Dementia groups shake up following commissioning of new services

Commissioners have proposed that the Dementia Health Integration Team (HIT) subsumes the Joint Dementia Board, and therefore is now the strategic group overseeing the delivery of the dementia strategy and HIT workstreams in Bristol and South Gloucestersh

  • 11th December 2014

Commissioners have proposed that the Dementia Health Integration Team (HIT) subsumes the Joint Dementia Board, and therefore is now the strategic group overseeing the delivery of the dementia strategy and HIT workstreams in Bristol and South Gloucestershire. At a time of change in dementia services, commissioners felt it made sense to rationalise the groups focusing on dementia in the local area.

As a result of these changes, the HIT is now chaired by Derek Dominey, who is supported by the HIT co-directors. The HIT’s terms of reference will be reviewed to ensure that there is appropriate membership of the group. This will include a review of the HIT workstreams, with the intention to integrate the hospitals dementia workstreams into the HIT. The HIT will become accountable to the Health and Wellbeing Boards as well as Bristol Health Partners.

The Joint Dementia Board brought together a wide range of individuals with an interest in dementia to share best practice and develop their knowledge of what was happening in the system, a function which is shared with the Dementia HIT.

In terms of service delivery, the Bristol Dementia Partnership (BDP) has been commissioned to run dementia services in Bristol. BDP is a union between the Devon Partnership Trust and the Alzheimer’s Society. They have been commissioned to provide a primary care led service with a strong emphasis on excellent care for patients after diagnosis. The Dementia HIT and BDP are now working together to enhance care for people in Bristol affected by dementia. One BDP initiative is that each patient will have a Dementia Navigator for the course of their illness to guide to available resources. BDP also promotes dementia research. BDP’s aims align very closely with the Dementia Health Integration Team, and so they have become a formal partner in the HIT and will co-lead the transforming care workstream.

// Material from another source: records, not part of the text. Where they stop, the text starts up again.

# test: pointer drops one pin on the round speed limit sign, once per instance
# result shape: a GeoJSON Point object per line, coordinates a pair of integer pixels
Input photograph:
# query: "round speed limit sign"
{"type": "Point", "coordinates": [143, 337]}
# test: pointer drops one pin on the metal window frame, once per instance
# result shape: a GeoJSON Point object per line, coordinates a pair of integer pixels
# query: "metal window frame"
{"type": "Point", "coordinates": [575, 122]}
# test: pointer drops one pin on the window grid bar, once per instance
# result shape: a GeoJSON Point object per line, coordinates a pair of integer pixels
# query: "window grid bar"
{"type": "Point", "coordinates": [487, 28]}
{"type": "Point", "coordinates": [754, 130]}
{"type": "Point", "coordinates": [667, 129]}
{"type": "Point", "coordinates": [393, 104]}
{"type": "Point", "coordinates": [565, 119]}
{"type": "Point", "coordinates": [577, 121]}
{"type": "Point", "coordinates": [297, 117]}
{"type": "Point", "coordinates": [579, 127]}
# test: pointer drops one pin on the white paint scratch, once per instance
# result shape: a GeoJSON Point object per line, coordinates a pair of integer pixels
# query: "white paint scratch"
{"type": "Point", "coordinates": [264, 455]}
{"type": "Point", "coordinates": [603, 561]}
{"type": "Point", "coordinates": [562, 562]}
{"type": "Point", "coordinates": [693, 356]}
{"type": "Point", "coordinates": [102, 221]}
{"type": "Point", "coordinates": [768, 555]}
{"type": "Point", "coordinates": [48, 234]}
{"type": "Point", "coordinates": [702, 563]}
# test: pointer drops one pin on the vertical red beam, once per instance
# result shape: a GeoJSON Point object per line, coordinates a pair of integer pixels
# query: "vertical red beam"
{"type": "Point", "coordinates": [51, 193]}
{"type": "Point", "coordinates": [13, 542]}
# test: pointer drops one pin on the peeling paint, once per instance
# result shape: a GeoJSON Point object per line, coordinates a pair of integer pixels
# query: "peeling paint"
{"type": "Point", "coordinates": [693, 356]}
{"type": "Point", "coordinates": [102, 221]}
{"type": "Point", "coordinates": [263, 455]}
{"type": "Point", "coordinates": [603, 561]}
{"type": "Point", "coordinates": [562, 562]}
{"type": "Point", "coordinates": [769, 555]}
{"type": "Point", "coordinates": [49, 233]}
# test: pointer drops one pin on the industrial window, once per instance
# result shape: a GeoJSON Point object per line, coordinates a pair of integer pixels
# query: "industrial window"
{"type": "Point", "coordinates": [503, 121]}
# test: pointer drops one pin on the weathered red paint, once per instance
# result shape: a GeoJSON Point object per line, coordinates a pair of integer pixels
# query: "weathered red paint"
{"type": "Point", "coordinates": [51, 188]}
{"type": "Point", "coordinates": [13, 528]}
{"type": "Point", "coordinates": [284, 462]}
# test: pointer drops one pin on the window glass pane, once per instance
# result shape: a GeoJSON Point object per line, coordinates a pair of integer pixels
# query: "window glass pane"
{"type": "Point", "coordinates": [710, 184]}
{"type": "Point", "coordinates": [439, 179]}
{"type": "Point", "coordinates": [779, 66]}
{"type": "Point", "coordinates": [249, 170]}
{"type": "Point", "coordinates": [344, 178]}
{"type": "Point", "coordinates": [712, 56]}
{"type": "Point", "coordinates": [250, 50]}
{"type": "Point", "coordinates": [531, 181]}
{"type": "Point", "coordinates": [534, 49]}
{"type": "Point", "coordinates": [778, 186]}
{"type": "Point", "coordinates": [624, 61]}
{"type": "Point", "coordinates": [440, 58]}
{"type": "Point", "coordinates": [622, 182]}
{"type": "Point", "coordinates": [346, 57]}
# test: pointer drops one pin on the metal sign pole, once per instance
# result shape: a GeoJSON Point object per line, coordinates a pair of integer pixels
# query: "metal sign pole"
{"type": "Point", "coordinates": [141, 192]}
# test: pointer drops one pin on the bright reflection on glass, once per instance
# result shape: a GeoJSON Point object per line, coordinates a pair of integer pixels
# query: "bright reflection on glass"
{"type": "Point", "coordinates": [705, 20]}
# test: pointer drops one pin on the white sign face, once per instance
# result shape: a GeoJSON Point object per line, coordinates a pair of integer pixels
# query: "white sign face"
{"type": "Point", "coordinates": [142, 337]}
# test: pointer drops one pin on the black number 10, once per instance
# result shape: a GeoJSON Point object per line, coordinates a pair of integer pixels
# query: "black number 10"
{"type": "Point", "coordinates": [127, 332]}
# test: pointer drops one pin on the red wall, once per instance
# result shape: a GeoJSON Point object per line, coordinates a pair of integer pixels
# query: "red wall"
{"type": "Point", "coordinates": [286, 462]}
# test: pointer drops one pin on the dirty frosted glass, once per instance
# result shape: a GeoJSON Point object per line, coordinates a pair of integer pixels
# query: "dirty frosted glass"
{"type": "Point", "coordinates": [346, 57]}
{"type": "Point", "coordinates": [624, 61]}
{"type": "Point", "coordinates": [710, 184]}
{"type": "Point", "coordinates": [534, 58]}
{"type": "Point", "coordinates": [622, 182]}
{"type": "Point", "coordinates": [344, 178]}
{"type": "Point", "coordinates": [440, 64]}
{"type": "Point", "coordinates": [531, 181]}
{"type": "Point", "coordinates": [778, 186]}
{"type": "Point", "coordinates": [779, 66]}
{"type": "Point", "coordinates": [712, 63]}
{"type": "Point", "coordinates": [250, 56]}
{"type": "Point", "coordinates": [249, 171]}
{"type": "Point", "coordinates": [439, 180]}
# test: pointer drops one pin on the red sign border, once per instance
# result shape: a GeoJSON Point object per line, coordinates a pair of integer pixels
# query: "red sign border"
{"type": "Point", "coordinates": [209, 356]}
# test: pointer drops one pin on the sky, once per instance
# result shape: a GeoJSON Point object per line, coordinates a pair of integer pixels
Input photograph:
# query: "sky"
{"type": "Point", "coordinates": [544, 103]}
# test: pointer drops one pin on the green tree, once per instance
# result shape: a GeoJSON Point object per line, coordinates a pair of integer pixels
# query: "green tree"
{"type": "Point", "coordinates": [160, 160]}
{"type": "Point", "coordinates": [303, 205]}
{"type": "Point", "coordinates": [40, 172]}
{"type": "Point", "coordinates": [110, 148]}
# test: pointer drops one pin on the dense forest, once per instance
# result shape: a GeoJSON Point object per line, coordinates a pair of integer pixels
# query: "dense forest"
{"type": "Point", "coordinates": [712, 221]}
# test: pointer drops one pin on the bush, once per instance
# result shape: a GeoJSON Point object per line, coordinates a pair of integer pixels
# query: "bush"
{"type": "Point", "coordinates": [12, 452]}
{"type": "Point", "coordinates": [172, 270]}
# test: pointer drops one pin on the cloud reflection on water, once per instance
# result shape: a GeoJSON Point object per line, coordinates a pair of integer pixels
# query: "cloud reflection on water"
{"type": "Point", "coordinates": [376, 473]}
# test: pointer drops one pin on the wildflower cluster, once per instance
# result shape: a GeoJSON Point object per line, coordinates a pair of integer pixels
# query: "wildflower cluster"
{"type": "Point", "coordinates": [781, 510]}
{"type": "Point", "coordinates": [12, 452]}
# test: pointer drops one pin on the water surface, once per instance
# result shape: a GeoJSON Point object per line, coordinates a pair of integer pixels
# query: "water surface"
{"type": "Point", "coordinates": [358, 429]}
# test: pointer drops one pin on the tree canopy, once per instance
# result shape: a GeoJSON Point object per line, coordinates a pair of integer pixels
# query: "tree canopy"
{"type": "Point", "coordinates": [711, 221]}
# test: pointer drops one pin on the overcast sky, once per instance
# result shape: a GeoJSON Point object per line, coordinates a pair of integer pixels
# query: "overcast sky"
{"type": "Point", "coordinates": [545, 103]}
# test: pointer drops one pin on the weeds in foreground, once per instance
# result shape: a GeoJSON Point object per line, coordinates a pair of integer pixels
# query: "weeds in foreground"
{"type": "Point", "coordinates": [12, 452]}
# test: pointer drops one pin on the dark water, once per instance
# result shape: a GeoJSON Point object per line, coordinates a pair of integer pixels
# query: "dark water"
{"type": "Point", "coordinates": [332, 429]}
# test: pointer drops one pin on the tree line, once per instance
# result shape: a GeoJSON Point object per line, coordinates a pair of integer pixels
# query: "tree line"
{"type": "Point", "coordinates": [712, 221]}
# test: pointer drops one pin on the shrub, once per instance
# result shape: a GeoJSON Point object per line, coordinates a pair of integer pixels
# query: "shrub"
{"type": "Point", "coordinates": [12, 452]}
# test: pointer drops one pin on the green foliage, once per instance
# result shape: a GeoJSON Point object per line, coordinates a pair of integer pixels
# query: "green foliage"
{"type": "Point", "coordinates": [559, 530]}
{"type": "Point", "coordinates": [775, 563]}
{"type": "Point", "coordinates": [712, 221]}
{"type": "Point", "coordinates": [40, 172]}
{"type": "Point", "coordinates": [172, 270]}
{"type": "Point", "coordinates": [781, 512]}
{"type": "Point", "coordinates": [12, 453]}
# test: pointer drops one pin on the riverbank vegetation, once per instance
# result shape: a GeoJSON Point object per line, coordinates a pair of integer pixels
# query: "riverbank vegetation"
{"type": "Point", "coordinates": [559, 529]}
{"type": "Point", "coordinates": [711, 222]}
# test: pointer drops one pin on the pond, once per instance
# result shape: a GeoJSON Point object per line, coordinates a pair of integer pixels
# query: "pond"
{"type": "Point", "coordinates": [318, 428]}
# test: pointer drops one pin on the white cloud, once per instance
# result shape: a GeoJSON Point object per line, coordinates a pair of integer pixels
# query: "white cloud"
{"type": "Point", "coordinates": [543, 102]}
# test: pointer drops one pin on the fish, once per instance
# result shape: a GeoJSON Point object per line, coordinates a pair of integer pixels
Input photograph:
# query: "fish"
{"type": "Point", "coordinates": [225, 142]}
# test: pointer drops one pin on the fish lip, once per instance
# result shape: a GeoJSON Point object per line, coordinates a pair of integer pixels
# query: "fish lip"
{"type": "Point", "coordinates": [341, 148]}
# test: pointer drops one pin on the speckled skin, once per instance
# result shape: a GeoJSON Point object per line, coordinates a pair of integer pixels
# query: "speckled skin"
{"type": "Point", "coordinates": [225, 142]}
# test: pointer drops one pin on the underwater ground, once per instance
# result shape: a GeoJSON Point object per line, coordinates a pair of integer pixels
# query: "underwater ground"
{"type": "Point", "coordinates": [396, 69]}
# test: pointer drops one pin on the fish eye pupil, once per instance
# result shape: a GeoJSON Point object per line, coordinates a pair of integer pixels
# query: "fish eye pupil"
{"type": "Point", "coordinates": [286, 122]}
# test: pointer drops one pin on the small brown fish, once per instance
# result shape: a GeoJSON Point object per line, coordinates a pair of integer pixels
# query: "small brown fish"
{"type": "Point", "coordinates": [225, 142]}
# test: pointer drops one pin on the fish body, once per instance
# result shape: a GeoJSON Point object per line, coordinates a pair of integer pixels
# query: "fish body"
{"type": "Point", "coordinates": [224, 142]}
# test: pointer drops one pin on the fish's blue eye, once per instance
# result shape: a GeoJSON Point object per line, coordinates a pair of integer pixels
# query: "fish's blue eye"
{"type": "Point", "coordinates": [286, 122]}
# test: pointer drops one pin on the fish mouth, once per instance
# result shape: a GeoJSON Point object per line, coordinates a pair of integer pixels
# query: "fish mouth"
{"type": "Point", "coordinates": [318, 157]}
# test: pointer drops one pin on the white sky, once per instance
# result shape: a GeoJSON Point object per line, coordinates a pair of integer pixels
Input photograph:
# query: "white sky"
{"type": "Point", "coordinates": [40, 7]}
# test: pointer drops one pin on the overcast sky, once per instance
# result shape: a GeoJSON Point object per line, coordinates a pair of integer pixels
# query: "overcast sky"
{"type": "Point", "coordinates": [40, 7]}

Bristol Health Partners Director David Relph said: “These structural changes have propelled the Dementia HIT to the heart of dementia decision-making and service delivery in the Bristol city region. The partnership always intended for Health Integration Teams to become part of ‘business as usual’, and it is extremely heartening to see such a powerful example of this in action. Well done to HIT directors Liz Coulthard and Sarah Cullum, commissioner Emma Moody and HIT project manager Jude Hancock, as well as the rest of the team, for giving the Dementia HIT such drive and purpose.”